The evidence is strong. Holt-Lunstad and colleagues (2010) found that stronger social relationships were associated with a 50% greater likelihood of survival, an effect comparable to quitting smoking. Their 2015 review found loneliness, social isolation, and living alone each raised the risk of early death by roughly a quarter to a third. The 2023 U.S. Surgeon General’s advisory summarised this evidence in describing social disconnection as a serious public health issue.

Why do I feel lonely even when I am around people?

Because loneliness is about the perceived quality of connection, not the number of people present. Feeling unseen, misunderstood, or unable to be yourself in company can produce loneliness even in a crowd or a relationship. Prolonged loneliness also biases the brain toward expecting rejection, which can make social situations feel less warm than they are, a pattern that is treatable.

What is the most effective way to reduce loneliness?

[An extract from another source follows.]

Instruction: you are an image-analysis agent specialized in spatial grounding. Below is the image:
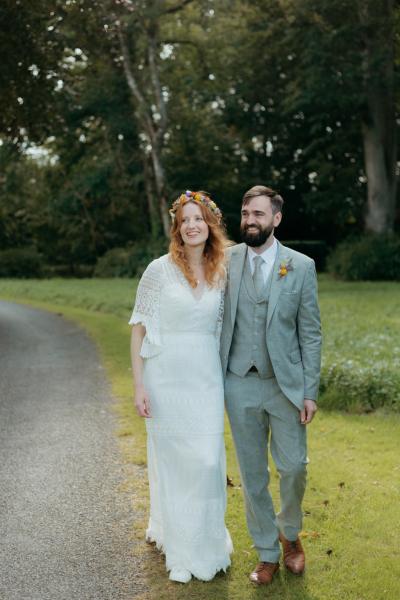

The meta-analysis by Masi and colleagues (2011) found that the most effective interventions were not those that simply increased social contact, but those that addressed maladaptive social cognition, the unhelpful thought patterns loneliness creates, such as anticipating rejection. Approaches based on cognitive behavioural principles, which help people notice and test these predictions, tended to work best, often alongside opportunities for genuine, shared-interest connection.

Is loneliness more common in older or younger people?

Both groups are affected, and the stereotype that loneliness is mainly an issue of old age is misleading. Surveys consistently find high levels of loneliness among young adults, while older adults remain vulnerable through bereavement, reduced mobility, and shrinking networks. Major life transitions at any age, such as moving, starting a new stage of life, or losing a relationship, are common triggers because they disrupt established social connections.